The Art of Loving without Attachment
Love is an interesting thing. It seems as kids we are conditioned to believe that if we love someone (or some thing) we must cling to it, grasp it ever so tightly and never let go. For example, if you give a child a kitten they want to hug it and squeeze it, almost to the point of hurting the kitten. Even as adults when we meet someone we care deeply about (if unquestioned) we essentially repeat the same pattern. The irony here is that love is actually pure freedom and its only when we apply conditions or attachment that leads to pain within ourselves.
Starting from within
A key factor to remember is that the essence of love we express towards another is a reflection of the love that we have within. As the saying goes, we can only love another to the extent that we love the self. Your relationship starts with you; how you think about you, how you feel about you, and how you talk about yourself. Improve that and you will see a difference in yourself, as well as what you tolerate as acceptable behavior from others.
Anytime you place your happiness in something or someone you apply conditions to it. When you apply conditions to your happiness you become a slave to that condition. Anytime the condition is threatened you are met with fears, anxieties, stress and your emotions follow. When your happiness is independent of things or people such as work, relationships, objects, etc. Then everything becomes a compliment to your life and not a necessity. Living from this place allows for you to have more inner peace and gratitude.
Love, infinite expansion
Love itself is ever expanding and is only restricted when we attempt to apply conditions around it. When we attempt to grasp or hold onto our attachments with the belief that it is out of love, we actually restrict love and find ourselves with more fear and pain. This causes us to hold back on living life due to a closing off that occurs within. A quick path out of our fears is by dropping into love for when we are in love there is no space for fear.
If you find yourself unhappy with your relationship or life, you will find great benefit in questioning your thoughts and then making the necessary changes. To experience something different you must change an aspect within yourself. As you change your experiences follow.
The mirror of life
Life seems to reflect to us our deepest emotional thoughts. The happier you are within, the more your life is reflected with happiness. The same applies to love, the more love you feel within the more it expands outwardly towards others. A quick example of this is to go out and authentically express your joy at anyone you pass and notice how contagious that becomes. Notice what happens as you smile at another.
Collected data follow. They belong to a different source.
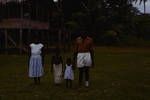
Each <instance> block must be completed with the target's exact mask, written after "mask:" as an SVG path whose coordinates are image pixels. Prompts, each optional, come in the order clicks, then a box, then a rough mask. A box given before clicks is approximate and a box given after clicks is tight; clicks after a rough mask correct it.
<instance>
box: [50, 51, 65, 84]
mask: <svg viewBox="0 0 150 100" xmlns="http://www.w3.org/2000/svg"><path fill="white" fill-rule="evenodd" d="M51 72H52V73H53V76H54V84H55V85H59V84H61V82H62V75H63V60H62V56H61V55H60V52H59V49H58V48H56V50H55V55H54V56H52V59H51Z"/></svg>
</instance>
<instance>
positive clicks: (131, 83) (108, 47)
mask: <svg viewBox="0 0 150 100" xmlns="http://www.w3.org/2000/svg"><path fill="white" fill-rule="evenodd" d="M50 58H51V55H50V54H49V55H47V56H46V58H45V59H46V61H45V66H44V70H45V75H44V76H43V77H42V79H41V82H42V83H41V84H40V85H33V84H32V79H30V78H28V56H26V55H22V56H20V55H0V100H150V48H117V47H116V48H115V47H99V48H96V50H95V68H93V69H91V84H90V87H89V88H85V87H84V86H83V87H81V88H79V87H78V70H77V69H76V70H75V80H74V81H73V88H72V89H67V88H65V84H64V83H65V82H63V84H62V85H60V86H54V85H53V79H52V74H51V72H50ZM64 59H65V56H64Z"/></svg>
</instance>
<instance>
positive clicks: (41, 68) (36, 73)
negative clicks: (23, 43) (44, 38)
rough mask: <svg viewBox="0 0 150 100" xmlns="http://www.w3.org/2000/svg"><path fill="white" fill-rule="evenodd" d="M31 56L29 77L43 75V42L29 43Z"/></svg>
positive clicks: (29, 61) (39, 75)
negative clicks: (42, 56) (42, 61)
mask: <svg viewBox="0 0 150 100" xmlns="http://www.w3.org/2000/svg"><path fill="white" fill-rule="evenodd" d="M30 48H31V57H30V61H29V77H41V76H42V75H43V66H42V57H41V55H40V54H41V49H42V48H43V44H41V43H39V44H35V43H31V44H30Z"/></svg>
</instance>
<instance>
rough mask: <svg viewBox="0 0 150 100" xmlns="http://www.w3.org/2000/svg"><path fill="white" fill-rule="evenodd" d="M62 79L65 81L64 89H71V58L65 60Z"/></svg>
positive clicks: (71, 76) (71, 75) (72, 65)
mask: <svg viewBox="0 0 150 100" xmlns="http://www.w3.org/2000/svg"><path fill="white" fill-rule="evenodd" d="M64 79H65V80H66V87H67V88H68V87H72V80H74V73H73V65H72V63H71V58H67V62H66V68H65V73H64Z"/></svg>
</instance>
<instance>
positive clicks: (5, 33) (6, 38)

Another example is looking at a relationship where one party fears that their partner might leave them. The one with the fears will ends up doing things unconsciously that pushes their partner away. They might come on to strong, or become to controlling or needy, and their partner reacts to this. This causes emotional “highs” and “lows” in the relationship. In this scenario each partner projects their insecurities feeding the cycles, until they either become aware or decide to end the relationship.
From attachment to freedom
To be totally free we must release the desire to cling to life. In this experience we find that life is actually designed to work for us versus against us. It’s only when we try to control the nature of life through force that we are met with resistance. We begin to realize that conflict only exists at the level of thought and we see how it pertains to attachment. Not only does it cloud your mind and impact your intellect, but it also causes you to react to life from fear-based emotions.
Krishnamurti makes some great points on freedom in his book Freedom from the Known. As you practice quieting your mind, you will find there is a natural process to life that is designed to work for you. With freedom from thought, you are able to view everything with a fresh set of eyes as though you are seeing for the first time – without stories and past pain.